Burada bilinmesi gereken çok önemli bir nokta da şudur: Allah’ın her şeyi güzel yaratmış olması demek, insanların hoşuna gidip gitmeme noktasından değil, Allah’ın sonsuz ilim, kudret ve hikmetini gösteren harika bir sanat eseri olarak var edilmesi demektir. Biz insanlara göre  hoş olmayan eşeğin sesindeki musikî ritimler, ses dalgalarındaki kalın-tiz periyotlardaki harika sanat ve bu sesin çıkması için gereken hançerenin harika sanat estetiği bir yaratılış harikasıdır.
Önce “Allah canlıyı en iyi şekilde yarattı...” diye bir ayet veya hadisi bilemiyoruz. Burada belki “insanların en mükemmel bir varlık olarak yaratıldığından” söz edilebilir. (bk. Tîn Suresi) Bu sebeple diğer canlılar için böyle bir itirazın olması yersizdir.

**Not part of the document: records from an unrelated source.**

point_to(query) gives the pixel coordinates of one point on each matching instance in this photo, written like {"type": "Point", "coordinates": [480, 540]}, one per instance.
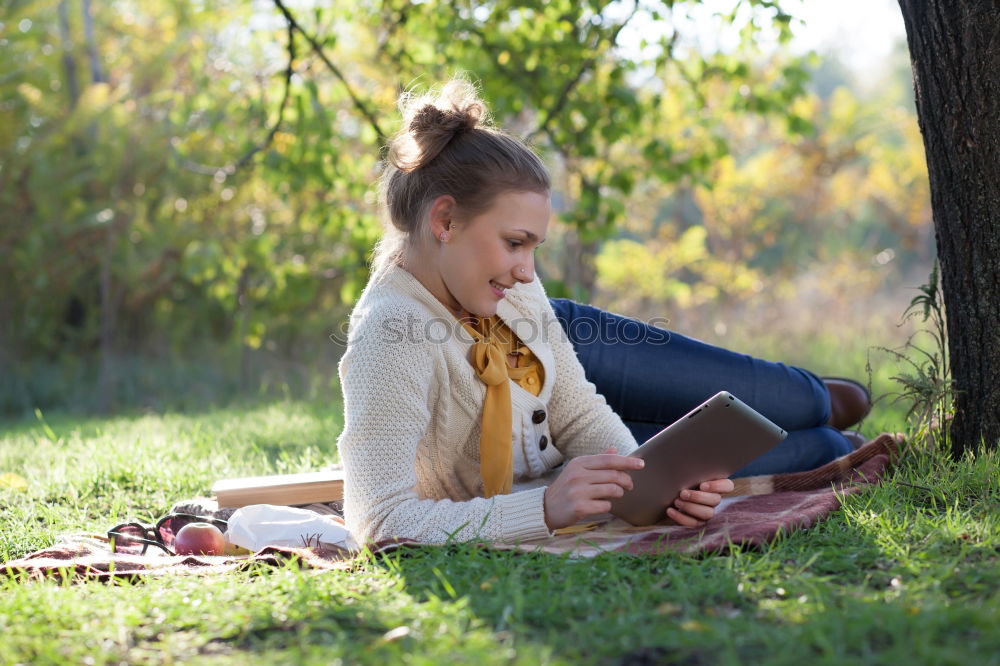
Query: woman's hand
{"type": "Point", "coordinates": [586, 487]}
{"type": "Point", "coordinates": [694, 507]}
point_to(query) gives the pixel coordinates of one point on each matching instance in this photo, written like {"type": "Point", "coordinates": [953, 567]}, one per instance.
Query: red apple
{"type": "Point", "coordinates": [199, 539]}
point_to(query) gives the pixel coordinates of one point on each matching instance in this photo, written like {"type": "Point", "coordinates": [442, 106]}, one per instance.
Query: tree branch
{"type": "Point", "coordinates": [358, 104]}
{"type": "Point", "coordinates": [573, 82]}
{"type": "Point", "coordinates": [230, 169]}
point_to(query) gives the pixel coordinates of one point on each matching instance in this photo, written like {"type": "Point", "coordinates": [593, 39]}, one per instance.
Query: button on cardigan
{"type": "Point", "coordinates": [412, 417]}
{"type": "Point", "coordinates": [495, 344]}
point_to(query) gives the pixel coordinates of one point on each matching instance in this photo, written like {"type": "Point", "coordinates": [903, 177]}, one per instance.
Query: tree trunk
{"type": "Point", "coordinates": [955, 53]}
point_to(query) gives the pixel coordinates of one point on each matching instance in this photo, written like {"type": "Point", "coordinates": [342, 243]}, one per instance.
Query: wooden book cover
{"type": "Point", "coordinates": [284, 489]}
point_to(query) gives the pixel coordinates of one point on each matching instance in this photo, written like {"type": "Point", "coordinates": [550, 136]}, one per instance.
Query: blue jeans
{"type": "Point", "coordinates": [651, 377]}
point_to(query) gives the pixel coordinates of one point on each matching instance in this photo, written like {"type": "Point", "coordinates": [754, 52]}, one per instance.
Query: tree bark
{"type": "Point", "coordinates": [955, 54]}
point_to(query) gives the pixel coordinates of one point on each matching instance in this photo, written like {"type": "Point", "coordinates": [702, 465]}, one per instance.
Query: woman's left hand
{"type": "Point", "coordinates": [694, 507]}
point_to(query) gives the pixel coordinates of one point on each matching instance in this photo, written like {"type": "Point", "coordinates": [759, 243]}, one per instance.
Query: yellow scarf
{"type": "Point", "coordinates": [496, 444]}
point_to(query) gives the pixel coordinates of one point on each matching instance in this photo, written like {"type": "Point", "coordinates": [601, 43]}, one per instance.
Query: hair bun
{"type": "Point", "coordinates": [430, 123]}
{"type": "Point", "coordinates": [430, 119]}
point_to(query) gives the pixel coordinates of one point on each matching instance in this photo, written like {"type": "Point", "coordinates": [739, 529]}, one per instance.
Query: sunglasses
{"type": "Point", "coordinates": [134, 538]}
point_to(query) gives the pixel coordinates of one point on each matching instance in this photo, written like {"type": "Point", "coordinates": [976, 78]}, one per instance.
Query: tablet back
{"type": "Point", "coordinates": [712, 441]}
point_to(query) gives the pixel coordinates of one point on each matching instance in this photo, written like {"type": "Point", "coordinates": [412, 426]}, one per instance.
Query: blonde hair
{"type": "Point", "coordinates": [447, 146]}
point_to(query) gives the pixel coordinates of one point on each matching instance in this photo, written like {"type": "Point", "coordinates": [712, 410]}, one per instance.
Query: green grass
{"type": "Point", "coordinates": [907, 572]}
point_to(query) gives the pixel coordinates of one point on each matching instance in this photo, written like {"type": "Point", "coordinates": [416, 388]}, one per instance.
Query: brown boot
{"type": "Point", "coordinates": [849, 402]}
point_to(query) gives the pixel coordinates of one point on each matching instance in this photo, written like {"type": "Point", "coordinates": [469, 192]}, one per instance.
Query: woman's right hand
{"type": "Point", "coordinates": [587, 486]}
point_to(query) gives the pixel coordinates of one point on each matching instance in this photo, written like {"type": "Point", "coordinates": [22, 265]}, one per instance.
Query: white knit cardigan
{"type": "Point", "coordinates": [412, 411]}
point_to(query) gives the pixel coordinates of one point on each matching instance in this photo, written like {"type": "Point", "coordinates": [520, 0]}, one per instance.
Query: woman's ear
{"type": "Point", "coordinates": [441, 215]}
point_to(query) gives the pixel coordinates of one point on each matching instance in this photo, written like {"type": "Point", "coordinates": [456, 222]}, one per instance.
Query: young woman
{"type": "Point", "coordinates": [468, 413]}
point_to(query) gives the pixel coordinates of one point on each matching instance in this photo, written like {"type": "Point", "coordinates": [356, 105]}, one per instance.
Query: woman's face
{"type": "Point", "coordinates": [493, 251]}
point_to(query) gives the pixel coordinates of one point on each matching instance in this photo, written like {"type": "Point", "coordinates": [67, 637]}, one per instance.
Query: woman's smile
{"type": "Point", "coordinates": [498, 289]}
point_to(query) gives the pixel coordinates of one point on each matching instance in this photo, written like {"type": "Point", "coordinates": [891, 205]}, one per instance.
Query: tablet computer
{"type": "Point", "coordinates": [715, 439]}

b) İnsanların “ahsen-i takvim”/en güzel bir şekilde yaratılması, fiziki yanından ziyade manevi yanı olan ruhi, akli ve kalbi tarafıdır. Bununla beraber, İslam alimleri insanın fiziki inşasının da mükemmel olduğuna işaret etmişlerdir.

c) Herhangi bir konuda verilecek bir hükmün doğruluğunun ölçüsü, onun büyük çoğunlukla öyle olup olmadığına bağlıdır. Zira bu dünya, her şeyin kusursuz ve en mükemmel olmasına müsait değildir. Buna göre, insanların kahir ekseriyetinin güzel ve mükemmel olması, “Allah’ın insanları en güzel bir şekilde yaratmış” olduğu hükmünü tasdik etmeye yeterlidir.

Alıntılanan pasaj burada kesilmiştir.